On the origin of dual Lax pairs and their $r$-matrix structure

TL;DR

This paper explores the algebraic foundations of dual Lax pairs in integrable systems, revealing their common $r$-matrix structure through Lie-Poisson brackets and illustrating with nonlinear Schrödinger and Gerdjikov-Ivanov hierarchies.

Contribution

It introduces the concept of dual Lax pairs and Hamiltonian formulations, linking their $r$-matrix structures to a single Lie-Poisson bracket on a coadjoint orbit.

Findings

Dual Hamiltonian formulations exist for integrable PDEs.

A shared $r$-matrix structure underpins dual Lax pairs.

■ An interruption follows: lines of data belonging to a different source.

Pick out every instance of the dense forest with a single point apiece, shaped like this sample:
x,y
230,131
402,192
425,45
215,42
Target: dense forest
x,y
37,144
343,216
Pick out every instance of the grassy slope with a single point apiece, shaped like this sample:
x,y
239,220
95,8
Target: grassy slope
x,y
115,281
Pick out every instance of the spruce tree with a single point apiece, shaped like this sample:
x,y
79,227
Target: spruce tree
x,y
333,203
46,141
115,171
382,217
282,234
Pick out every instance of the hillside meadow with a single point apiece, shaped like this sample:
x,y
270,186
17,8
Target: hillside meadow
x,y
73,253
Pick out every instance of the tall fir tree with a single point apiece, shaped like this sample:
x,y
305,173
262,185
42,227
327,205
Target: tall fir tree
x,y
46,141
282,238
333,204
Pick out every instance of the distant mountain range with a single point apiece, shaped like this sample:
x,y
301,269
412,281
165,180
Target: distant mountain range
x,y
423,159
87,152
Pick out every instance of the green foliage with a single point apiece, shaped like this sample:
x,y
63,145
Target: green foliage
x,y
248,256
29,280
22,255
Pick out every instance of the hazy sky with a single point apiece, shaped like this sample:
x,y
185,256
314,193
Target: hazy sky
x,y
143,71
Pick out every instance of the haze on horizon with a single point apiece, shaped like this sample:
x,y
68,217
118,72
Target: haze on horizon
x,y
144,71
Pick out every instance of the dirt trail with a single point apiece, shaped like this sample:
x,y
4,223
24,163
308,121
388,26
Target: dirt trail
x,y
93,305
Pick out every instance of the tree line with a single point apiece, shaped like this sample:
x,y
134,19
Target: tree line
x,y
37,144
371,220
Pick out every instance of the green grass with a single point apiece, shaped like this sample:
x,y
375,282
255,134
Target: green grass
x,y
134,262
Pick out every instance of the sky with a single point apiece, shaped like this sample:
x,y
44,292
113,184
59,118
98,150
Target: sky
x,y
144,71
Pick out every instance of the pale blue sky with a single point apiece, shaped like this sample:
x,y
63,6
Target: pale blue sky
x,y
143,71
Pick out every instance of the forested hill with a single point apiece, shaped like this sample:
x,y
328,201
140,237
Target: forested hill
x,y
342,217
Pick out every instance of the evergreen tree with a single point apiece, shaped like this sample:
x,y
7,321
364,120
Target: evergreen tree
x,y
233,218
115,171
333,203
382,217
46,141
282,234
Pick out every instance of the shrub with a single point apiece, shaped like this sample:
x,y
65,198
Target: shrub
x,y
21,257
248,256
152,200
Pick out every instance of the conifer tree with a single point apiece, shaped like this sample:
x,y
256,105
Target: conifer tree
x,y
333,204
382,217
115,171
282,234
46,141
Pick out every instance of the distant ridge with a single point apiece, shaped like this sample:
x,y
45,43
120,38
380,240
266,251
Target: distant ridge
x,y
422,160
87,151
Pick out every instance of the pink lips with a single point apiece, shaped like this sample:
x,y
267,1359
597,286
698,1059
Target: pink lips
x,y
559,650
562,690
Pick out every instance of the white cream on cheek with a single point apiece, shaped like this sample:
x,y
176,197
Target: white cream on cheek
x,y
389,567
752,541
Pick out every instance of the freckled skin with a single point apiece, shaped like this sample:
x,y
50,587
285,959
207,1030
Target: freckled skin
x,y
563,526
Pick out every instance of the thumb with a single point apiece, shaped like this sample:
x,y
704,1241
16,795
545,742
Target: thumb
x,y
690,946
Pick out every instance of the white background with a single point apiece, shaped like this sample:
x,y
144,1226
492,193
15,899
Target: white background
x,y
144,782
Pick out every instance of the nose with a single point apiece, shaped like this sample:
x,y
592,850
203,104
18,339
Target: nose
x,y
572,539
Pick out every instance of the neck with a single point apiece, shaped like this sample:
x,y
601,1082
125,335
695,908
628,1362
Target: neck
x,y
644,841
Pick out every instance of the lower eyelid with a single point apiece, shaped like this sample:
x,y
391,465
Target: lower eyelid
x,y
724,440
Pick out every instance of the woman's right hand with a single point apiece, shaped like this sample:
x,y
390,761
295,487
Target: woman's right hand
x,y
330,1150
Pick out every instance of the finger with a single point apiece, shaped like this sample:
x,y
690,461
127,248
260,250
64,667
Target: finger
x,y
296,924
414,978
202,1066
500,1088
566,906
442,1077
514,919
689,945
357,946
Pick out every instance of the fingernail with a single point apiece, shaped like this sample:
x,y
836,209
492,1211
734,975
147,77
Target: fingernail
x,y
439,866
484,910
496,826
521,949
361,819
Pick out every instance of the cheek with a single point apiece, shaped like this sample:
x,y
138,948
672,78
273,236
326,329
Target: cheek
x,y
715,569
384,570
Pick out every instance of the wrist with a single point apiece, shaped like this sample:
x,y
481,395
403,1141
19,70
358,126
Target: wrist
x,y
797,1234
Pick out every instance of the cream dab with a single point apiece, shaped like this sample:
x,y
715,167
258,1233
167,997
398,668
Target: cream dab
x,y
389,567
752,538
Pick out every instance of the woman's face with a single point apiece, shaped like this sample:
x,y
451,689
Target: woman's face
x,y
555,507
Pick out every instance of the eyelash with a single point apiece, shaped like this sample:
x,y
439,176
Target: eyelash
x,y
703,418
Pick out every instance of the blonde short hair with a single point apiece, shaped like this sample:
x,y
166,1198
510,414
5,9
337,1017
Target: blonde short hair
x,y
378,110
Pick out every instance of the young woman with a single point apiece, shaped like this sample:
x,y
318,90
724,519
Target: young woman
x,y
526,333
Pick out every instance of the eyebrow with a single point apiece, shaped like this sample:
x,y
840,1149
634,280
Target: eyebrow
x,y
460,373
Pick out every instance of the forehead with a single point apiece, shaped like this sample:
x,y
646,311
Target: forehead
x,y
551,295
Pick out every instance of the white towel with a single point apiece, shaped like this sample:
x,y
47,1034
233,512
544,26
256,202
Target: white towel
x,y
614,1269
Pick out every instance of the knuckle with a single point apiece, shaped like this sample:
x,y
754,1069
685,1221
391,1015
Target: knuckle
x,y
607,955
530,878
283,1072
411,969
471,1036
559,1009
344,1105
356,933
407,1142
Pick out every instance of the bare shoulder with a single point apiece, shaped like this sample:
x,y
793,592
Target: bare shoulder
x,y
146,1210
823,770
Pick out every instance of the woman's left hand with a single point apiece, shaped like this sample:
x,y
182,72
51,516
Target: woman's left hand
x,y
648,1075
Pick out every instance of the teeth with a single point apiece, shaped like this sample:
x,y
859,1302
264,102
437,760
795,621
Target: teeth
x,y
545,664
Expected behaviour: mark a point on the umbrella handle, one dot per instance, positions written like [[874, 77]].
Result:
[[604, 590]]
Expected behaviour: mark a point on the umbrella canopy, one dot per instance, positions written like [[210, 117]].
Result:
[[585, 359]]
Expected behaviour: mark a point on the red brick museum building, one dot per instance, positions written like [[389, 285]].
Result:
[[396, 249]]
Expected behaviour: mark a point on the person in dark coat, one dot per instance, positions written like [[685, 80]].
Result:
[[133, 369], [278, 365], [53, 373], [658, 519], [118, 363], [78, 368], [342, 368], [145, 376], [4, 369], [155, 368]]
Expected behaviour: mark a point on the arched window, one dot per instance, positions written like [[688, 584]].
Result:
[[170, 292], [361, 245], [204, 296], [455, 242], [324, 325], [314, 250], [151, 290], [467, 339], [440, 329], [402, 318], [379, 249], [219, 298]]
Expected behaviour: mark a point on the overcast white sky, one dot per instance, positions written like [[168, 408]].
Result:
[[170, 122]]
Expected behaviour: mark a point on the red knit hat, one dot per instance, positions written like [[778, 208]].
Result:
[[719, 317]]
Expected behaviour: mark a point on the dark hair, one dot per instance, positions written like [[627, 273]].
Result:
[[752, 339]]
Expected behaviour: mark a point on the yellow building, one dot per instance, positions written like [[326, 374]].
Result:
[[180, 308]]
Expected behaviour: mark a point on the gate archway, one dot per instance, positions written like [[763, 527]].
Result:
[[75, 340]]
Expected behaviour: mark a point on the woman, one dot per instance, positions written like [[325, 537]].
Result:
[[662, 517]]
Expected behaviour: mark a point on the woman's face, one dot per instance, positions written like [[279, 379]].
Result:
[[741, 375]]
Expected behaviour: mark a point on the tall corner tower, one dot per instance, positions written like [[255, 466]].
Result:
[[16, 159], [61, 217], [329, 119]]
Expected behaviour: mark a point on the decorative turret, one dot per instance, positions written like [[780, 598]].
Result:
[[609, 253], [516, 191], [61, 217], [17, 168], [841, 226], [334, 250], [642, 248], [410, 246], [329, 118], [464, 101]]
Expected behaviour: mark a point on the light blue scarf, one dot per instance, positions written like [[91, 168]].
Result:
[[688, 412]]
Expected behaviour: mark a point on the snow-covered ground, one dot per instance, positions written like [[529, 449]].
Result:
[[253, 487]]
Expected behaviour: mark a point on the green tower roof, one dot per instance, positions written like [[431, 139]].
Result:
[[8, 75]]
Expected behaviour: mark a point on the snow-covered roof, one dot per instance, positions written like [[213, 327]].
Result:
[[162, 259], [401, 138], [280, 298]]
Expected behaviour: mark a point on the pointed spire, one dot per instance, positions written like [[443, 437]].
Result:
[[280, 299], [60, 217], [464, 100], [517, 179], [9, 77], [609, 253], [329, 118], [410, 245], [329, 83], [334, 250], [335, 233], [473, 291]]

Examples include nonlinear Schrödinger and Gerdjikov-Ivanov hierarchies.

Abstract

We establish the algebraic origin of the following observations made previously by the authors and coworkers: (i) A given integrable PDE in $1+1$ dimensions within the Zakharov-Shabat scheme related to a Lax pair can be cast in two distinct, dual Hamiltonian formulations; (ii) Associated to each formulation is a Poisson bracket and a phase space (which are not compatible in the sense of Magri); (iii) Each matrix in the Lax pair satisfies a linear Poisson algebra a la Sklyanin characterized by the {\it same} classical $r$ matrix. We develop the general concept of dual Lax pairs and dual Hamiltonian formulation of an integrable field theory. We elucidate the origin of the common $r$-matrix structure by tracing it back to a single Lie-Poisson bracket on a suitable coadjoint orbit of the loop algebra ${\rm sl}(2,\CC) \otimes \CC (\lambda, \lambda^{-1})$. The results are illustrated with the examples of the nonlinear Schr\"odinger and Gerdjikov-Ivanov hierarchies.